The revolutionary properties of monolayer amorphous carbon

Despite having a disordered atomic structure, MAC is capable of some truly incredible behaviour. Dr Toh Chee Tat, the first author of the paper, said, “What is amazing about MAC is that it exhibits some properties that are totally different from traditional monolayer materials.”

One such exceptional property is that MAC films can be ‘plastically deformed’. This means that they can be stretched into irregular shapes, and stay conformed to that position. There is no other single-layer material in existence that displays significant plastic deformation.

The fact that MAC behaves this way, compared to nanometre-thick crystalline materials which would easily snap when stretched, significantly expands the number of industrial applications it could be suitable for.

Holes can even be punched into the material, or it can be torn, and yet the film will retain its key properties.
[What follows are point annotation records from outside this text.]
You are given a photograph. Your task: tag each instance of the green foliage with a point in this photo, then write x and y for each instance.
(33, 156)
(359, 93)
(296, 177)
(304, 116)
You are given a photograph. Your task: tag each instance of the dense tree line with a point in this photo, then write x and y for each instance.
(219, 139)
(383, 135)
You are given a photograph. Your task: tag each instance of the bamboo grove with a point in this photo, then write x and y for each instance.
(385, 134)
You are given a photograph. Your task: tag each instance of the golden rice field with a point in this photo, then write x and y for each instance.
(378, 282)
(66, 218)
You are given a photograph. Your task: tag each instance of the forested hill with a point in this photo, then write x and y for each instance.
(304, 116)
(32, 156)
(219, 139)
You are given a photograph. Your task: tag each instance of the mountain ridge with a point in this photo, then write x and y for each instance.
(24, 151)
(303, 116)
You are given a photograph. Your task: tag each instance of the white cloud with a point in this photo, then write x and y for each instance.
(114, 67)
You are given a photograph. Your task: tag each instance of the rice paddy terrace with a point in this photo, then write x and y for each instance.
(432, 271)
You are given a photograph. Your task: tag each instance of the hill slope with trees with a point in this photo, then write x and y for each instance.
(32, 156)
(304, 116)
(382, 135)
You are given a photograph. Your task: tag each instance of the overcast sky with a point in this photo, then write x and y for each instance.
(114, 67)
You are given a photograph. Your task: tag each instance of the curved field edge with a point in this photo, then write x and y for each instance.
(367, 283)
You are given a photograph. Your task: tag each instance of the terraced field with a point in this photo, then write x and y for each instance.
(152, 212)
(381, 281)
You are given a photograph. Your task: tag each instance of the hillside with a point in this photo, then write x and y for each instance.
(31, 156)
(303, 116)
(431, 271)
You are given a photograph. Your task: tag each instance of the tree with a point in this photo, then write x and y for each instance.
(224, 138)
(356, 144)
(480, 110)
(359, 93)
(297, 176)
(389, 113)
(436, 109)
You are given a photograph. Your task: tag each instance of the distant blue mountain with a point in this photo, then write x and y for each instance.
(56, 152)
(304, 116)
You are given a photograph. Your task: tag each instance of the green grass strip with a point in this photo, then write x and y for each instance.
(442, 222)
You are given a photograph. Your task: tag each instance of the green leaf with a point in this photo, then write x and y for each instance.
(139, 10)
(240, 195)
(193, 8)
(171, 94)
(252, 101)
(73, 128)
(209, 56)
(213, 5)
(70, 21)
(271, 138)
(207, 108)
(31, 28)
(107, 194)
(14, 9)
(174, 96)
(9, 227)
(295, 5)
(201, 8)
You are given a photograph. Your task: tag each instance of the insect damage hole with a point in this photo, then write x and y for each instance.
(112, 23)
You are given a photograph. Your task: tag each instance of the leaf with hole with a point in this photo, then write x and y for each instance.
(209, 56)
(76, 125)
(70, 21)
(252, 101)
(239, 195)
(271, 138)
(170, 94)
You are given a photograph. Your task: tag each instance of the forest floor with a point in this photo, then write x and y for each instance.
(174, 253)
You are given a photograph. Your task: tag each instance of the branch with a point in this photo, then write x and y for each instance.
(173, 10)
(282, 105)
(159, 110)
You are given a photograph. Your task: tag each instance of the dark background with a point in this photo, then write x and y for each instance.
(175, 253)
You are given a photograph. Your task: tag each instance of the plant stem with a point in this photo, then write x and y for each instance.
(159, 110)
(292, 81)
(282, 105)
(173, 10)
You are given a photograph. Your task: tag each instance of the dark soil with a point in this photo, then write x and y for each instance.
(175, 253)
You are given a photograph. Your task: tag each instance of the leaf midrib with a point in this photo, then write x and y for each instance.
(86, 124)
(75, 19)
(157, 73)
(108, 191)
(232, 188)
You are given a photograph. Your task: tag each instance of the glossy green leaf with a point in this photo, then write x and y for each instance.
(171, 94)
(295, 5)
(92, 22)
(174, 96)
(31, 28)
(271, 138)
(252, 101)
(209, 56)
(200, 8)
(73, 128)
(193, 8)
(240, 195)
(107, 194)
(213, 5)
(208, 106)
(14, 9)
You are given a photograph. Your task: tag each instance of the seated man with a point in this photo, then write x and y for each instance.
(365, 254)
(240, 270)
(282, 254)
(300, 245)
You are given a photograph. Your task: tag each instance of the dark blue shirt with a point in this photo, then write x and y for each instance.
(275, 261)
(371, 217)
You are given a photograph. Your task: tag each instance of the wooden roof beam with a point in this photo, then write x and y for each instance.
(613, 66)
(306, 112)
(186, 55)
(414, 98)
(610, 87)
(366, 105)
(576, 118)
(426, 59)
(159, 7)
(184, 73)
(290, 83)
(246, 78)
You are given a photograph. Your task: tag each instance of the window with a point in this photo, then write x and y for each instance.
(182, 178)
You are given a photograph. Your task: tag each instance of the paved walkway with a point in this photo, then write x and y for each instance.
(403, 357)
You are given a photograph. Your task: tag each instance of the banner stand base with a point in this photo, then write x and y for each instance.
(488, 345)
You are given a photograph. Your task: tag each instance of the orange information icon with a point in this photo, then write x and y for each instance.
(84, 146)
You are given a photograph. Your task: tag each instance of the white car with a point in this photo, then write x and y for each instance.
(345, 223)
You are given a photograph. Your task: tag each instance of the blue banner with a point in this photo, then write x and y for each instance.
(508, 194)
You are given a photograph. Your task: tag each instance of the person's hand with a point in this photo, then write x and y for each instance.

Also, MAC can be grown on many different substrates including copper, gold and stainless steel. “Everything that is understood from atomically thin crystals — in terms of their properties and how they are analysed — does not apply here. It is a completely new material that we are studying,” shared Dr Toh.

Industrial applications of monolayer amorphous carbon

“MAC is much more hardy and cheaper to make than conventional crystalline two-dimensional films. The laser-assisted deposition process through which MAC is synthesised is already commonly used in industry. Hence, we can grow a large-area, defect-free, monolayer film on a wide variety of substrates with high throughput and at low temperature,” explained Prof Özyilmaz. This makes MAC a potential low-cost material to address industry needs, and for some applications, it may be an alternative to two-dimensional crystals such as graphene.

For example, ultrathin barrier films are sorely needed in many industries — for next-generation magnetic recording devices, copper interconnects, flexible displays, fuel cells, batteries and other electronic devices. However, the performance of conventional amorphous thin films is poor when made very thin, and other atomically-thin films cannot be produced according to stringent industry standards without compromising their qualities.

“Our monolayer amorphous films not only achieve the ultimate thickness limit, but also do not compromise on uniformity and reliability, and are generally considered viable for industry,” said Prof Özyilmaz.

Next steps

Prof Özyilmaz is the lead Principal Investigator of a multidisciplinary team that was recently awarded a grant under the National Research Foundation Singapore’s Competitive Research Programme to investigate the properties of monolayer amorphous materials. The research team will be studying the many possible applications of this material and will be collaborating with industrial partners to accelerate the commercialisation of monolayer amorphous materials such as MAC.